If I’m such a perfectionist, why haven’t I built a tool that solves this problem? I have a limited amount of time, and at some point, I don’t do things for free. I’ve had multiple conversations that go like this: “My last replication downtime incident cost me $75k. I can’t let that happen again. What will it cost to build a correct solution? No way — I can’t pay $20k for a high availability tool that really works.”
There is active development on something related that I can’t talk much about now. But if you want, you can come to Percona Live and be among the first to find out.
Why high-availability is hard with databases
A lot of systems are relatively easy to make HA (highly available). You just slap them into a well-known HA framework such as Linux-HA and you’re done. But databases are different, especially replicated databases, especially replicated MySQL.
The reason has to do with some properties that hold for many systems, but not for most databases. Most systems that you want to make HA are relatively lightweight and interchangeable, with little to zero statefulness, easy to start, easy to stop, don’t care a lot about storage (or at least don’t write a lot of data; that’s usually delegated to the database), and there’s little or no harm done if you ruthlessly behead them. The classic example is a web server or even most application servers. Most of the time these things are all about CPU power and network bandwidth. If I were to compare them to a car, I’d say they are like matchbox cars: there are many of them, and they are cheap and easy to replace.

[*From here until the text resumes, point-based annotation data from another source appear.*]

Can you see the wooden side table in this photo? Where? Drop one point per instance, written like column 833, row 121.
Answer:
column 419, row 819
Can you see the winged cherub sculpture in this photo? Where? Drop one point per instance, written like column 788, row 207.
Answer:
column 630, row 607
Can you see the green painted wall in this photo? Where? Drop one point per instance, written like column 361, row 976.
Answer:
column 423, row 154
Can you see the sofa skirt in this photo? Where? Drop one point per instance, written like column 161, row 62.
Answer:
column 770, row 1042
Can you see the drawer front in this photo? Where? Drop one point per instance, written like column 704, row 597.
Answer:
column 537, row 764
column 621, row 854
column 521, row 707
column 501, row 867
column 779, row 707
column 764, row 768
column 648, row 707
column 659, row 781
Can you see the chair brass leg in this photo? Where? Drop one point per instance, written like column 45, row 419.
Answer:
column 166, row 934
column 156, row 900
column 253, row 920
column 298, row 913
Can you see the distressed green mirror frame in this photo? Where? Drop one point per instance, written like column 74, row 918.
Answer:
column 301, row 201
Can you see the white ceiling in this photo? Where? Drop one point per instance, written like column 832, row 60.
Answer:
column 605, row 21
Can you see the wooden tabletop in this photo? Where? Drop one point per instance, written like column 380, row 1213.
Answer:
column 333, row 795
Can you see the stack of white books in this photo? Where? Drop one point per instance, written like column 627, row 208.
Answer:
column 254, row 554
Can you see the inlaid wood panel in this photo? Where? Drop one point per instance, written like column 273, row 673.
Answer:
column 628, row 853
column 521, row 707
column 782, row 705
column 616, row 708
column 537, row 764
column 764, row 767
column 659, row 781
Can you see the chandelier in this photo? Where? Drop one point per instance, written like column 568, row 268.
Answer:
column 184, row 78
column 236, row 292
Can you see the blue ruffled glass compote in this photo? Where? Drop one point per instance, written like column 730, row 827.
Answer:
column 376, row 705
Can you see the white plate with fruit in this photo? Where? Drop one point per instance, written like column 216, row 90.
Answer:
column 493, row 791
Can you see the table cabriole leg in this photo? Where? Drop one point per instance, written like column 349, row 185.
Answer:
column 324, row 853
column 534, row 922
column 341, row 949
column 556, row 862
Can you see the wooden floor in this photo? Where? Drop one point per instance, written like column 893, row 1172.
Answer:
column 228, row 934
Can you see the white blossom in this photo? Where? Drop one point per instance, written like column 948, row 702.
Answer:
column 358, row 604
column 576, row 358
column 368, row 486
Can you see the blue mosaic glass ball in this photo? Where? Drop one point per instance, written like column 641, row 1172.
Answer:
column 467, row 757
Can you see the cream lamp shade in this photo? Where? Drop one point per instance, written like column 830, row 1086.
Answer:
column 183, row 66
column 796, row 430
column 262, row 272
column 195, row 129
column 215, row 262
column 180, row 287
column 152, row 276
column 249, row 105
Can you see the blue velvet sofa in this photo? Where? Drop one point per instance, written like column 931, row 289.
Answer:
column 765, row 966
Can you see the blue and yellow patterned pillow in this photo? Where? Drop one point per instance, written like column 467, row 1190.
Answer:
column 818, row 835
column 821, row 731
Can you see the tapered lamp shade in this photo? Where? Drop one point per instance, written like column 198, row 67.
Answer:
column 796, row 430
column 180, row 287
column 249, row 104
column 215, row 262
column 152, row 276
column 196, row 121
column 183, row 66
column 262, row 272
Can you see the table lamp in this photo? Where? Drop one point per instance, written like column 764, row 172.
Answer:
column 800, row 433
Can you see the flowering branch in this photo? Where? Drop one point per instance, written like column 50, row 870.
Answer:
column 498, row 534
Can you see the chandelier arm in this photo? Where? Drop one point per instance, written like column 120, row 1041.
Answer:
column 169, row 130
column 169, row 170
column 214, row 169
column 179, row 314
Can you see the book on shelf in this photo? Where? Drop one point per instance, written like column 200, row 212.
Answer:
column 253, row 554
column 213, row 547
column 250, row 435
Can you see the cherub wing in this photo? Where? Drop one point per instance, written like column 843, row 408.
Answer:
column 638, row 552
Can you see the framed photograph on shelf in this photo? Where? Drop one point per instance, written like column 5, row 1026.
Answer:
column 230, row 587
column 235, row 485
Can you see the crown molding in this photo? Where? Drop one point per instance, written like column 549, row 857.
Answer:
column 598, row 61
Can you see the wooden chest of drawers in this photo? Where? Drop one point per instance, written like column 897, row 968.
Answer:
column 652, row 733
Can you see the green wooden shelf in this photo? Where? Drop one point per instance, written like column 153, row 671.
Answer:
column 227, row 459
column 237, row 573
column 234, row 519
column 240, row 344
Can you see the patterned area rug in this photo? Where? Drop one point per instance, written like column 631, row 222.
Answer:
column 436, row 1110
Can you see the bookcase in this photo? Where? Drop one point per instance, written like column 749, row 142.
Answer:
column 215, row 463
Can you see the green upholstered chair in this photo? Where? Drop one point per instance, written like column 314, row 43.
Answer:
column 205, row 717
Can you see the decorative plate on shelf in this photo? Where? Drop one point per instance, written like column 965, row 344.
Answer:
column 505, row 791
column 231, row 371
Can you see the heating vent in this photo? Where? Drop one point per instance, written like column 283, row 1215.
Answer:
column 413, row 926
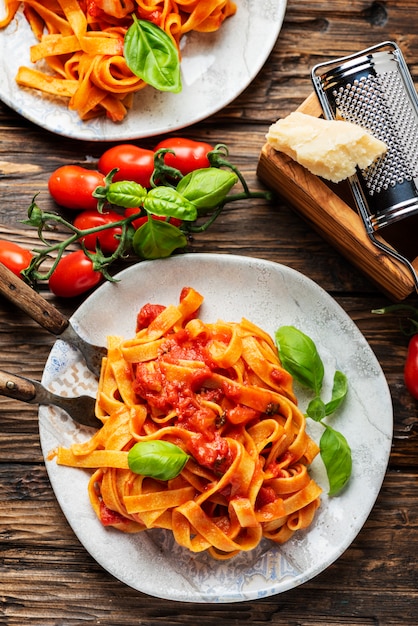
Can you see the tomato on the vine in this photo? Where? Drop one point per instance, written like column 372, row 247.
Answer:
column 107, row 239
column 141, row 220
column 73, row 275
column 14, row 257
column 133, row 163
column 189, row 155
column 72, row 187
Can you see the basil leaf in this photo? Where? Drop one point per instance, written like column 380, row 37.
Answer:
column 126, row 194
column 336, row 455
column 152, row 56
column 157, row 240
column 339, row 393
column 207, row 187
column 158, row 459
column 167, row 202
column 300, row 357
column 316, row 409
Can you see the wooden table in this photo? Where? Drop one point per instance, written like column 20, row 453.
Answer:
column 46, row 577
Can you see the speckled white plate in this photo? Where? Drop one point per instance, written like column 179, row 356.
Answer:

Databases are different. With or without replication, you’re looking at a system that is complex, stateful, heavyweight, and cares a lot about storage. It runs on bigger hardware with fast disks and a lot of memory. It’s usually disk-bound, and it does a lot of writes. It’s hard to start — it takes a long time to warm up and really get ready to serve production workloads (many minutes, hours, or even days). It tends to run with a lot of data in memory in a dirty state, so shutdown is slow, because a clean shutdown requires flushing a bunch of data to disk. If you yank its power plug or kill-dash-nine it, it’ll have to perform recovery on startup, which slows the startup process even more. If I were to compare a database server to a car, I wouldn’t even use a car as the analogy: I’d use one of those big-ass mining trucks. If your mining truck breaks down, you don’t just toss it in the trash and pull another off the shelf.
The problem with a lot of HA solutions is that they want to deal with inconsistencies or irregularities by killing the resource and replacing it in another location. This works fine with web servers, but not with database servers. Doing that will cause serious pain and downtime, defeating the point of HA. And when you add replication into the mix, it gets even worse. A system that wants to manage replication needs to deal with very complex conditions. A lot of replication failures are delicate matters that require skilled human intervention to solve. The HA solution must insulate the application from the misbehaving resource, but leave it running so the human can handle things.
This is not the way most applications are made HA. It’s different with databases, and it’s much harder.